Bottom line: Apple’s and Samsung’s simultaneous new mobile payment tie-ups with UnionPay indicate Beijing will open the market next year to foreign companies, many of whom may choose to partner with not only UnionPay, but also Alibaba or Tencent.
In what should come as a big surprise to no one, Apple (Nasdaq: AAPL) has formally announced a tie-up with Chinese electronic payments giant UnionPay to bring its Apple Pay service to China as soon as early next year. This particular development isn’t hugely unexpected, since Apple CEO Tim Cook had previously talked of such plans and media reported Apple was close to such a deal last month. (previous post)
What does come as a slight surprise is the addition of Samsung’s (Seoul: 005930) name to the latest reports, as the South Korean smartphone giant announced its own separate deal with UnionPay. Apple’s choice of UnionPay also is a slight surprise, since the earlier reports only said that Apple was in talks with several major Chinese banks. Last but not least, this latest announcement seems to be the strongest indicator yet that China will finally open up its electronic payments market to foreign companies in the first half of next year.
We’ll begin with a recap of the latest headlines, which have both Apple and Samsung announcing their intent to launch electronic payment services connected to their iPhone and Galaxy smartphones, respectively, in China next year. (Apple announcement; English article; Chinese article) The simultaneous nature of their announcements is significant because it means that UnionPay is probably confident that both companies can get necessary government approvals for the launch in the next few months.

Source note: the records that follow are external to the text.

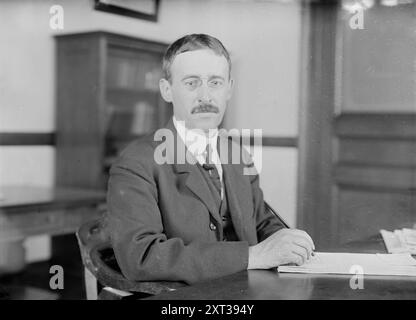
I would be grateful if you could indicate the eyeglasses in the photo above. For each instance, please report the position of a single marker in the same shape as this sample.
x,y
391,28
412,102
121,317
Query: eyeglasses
x,y
196,82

The move would make Apple and Samsung the first 2 foreign companies to offer electronic payment services in China. UnionPay is the oldest provider of such services, with more than a decade of operational history following its founding in 2002 by China’s largest banks. UnionPay operated a monopoly for most of its first decade in business, but recently has been challenged by aggressive domestic rival services operated by Internet giants Alibaba (NYSE: BABA) and Tencent (HKEx: 700).
Against that backdrop, it’s relatively significant that UnionPay has emerged as the first partner for both Apple and Samsung. That’s because UnionPay has been quite a laggard in responding to the challenge from its private sector rivals, and these new agreements indicate it is finally becoming more aggressive to defend its former monopoly.
Leveraging Government Ties
In this case UnionPay is probably using not only its national transaction-clearing network, but also its strong ties to the nation’s largest banks and Beijing to win the coveted position as the launch partner for both Apple and Samsung. All of those connections will be critical for any foreign payment services provider, which must get regulatory clearance from Beijing and then work closely with the nation’s banks to process transactions.
I do expect that Apple and Samsung are probably both also talking with Alibaba’s Alipay and Tencent’s Tenpay, as both are also quite important players in the market. Alipay is hugely popular in Alibaba’s core e-commerce space, and thus would assist the foreign companies in that area. Tencent’s hugely popular WeChat mobile platform could also become a valuable asset for both Apple and Samsung when they launch their mobile payments services.
At the end of the day, this growing rivalry among domestic companies should be good for not only Apple and Samsung, but also others like MasterCard (NYSE: MC), Visa (NYSE: V) and PayPal, which are all waiting eagerly to enter the market. I expect we’ll see all 3 of those and a number of others enter China sometime next year. That will end years of waiting, and provide some healthy new life and perhaps even some much-needed innovation to the world’s largest Internet and mobile payments market.